Private game ranching is a rapidly growing enterprise in South Africa. Many former cattle farms have been converted to game ranches. A number of factors have contributed to this increase, including the reduction of subsidies to cattle farmers and the increase in tourism after the ending of apartheid and the lifting of sanctions. In 1979 private fenced game ranches covered less than 10,000 square kilometers. Now there are some 4,000 fenced ranches in the country with a combined area of 80,000 square kilometers.While game ranches undoubtedly contribute to conservation, an important reason for their establishment in South Africa is the profit motive. There are reports of game ranches realizing much greater profits than cattle farms. In one instance, a seven-fold increase in profits over cattle ranching was reported (Bothma and Van Hoven, [1993]). Sources of revenue include gate fees from visitors, accommodation fees, live sales, and fees for meat and sport hunting.

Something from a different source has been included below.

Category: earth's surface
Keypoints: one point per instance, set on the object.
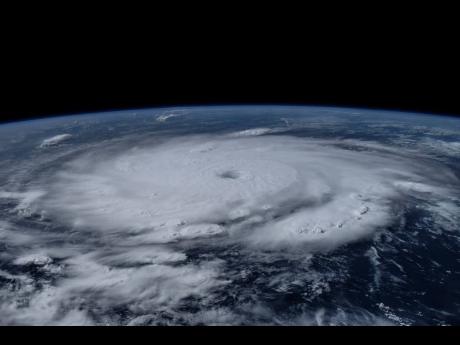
(231, 215)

The average game ranch size of 20 square kilometers is not large enough to accommodate large predators. Rough calculations show that a population of 1,200 wildebeest is the standing stock required to generate, on a sustainable basis, sufficient prey for a pride of only five lion. In a semi-arid region, the grazing requirements of such a wildebeest population would necessitate a dedicated area of land at least 28 square kilometers. It is apparent that most private ranches are not able to accommodate large predators. As a consequence, the various populations of browsers, grazers and mixed feeders must be harvested each year to avoid overstocking and the negative impacts on vegetation that would result. This harvesting also represents an opportunity for generating revenue from hunting.
One needs fewer hunters than tourists to make a game operation viable. A study in Tanzania showed that one hunter is equivalent to 100 tourists in terms of the revenue brought in (Nel, [1995]). Each year about 5,000 foreign hunters visit South Africa to partake in trophy hunting. A trophy or safari hunter aims to shoot an impressive male. When a safari hunter shoots an animal, the reserve normally retains the meat of the animal. The skin and trophy of the animal belong to the hunter. Meat hunters, on the other hand, are paying for the opportunity to experience a hunt and for the meat of the animals they shoot. Generally speaking, meat hunters shoot female animals. In South Africa most meat hunters are local citizens.
Trophy hunters are willing to pay large sums for certain trophy animals — up to $28,000 for a white rhino and $10,000 for a buffalo. In contrast to these high prices, some species such as impala and warthog fetch less than $200. The question then arises: Can we manipulate the balance of species to optimize the returns from harvesting surplus animals? In other words, what should be the population number of each species?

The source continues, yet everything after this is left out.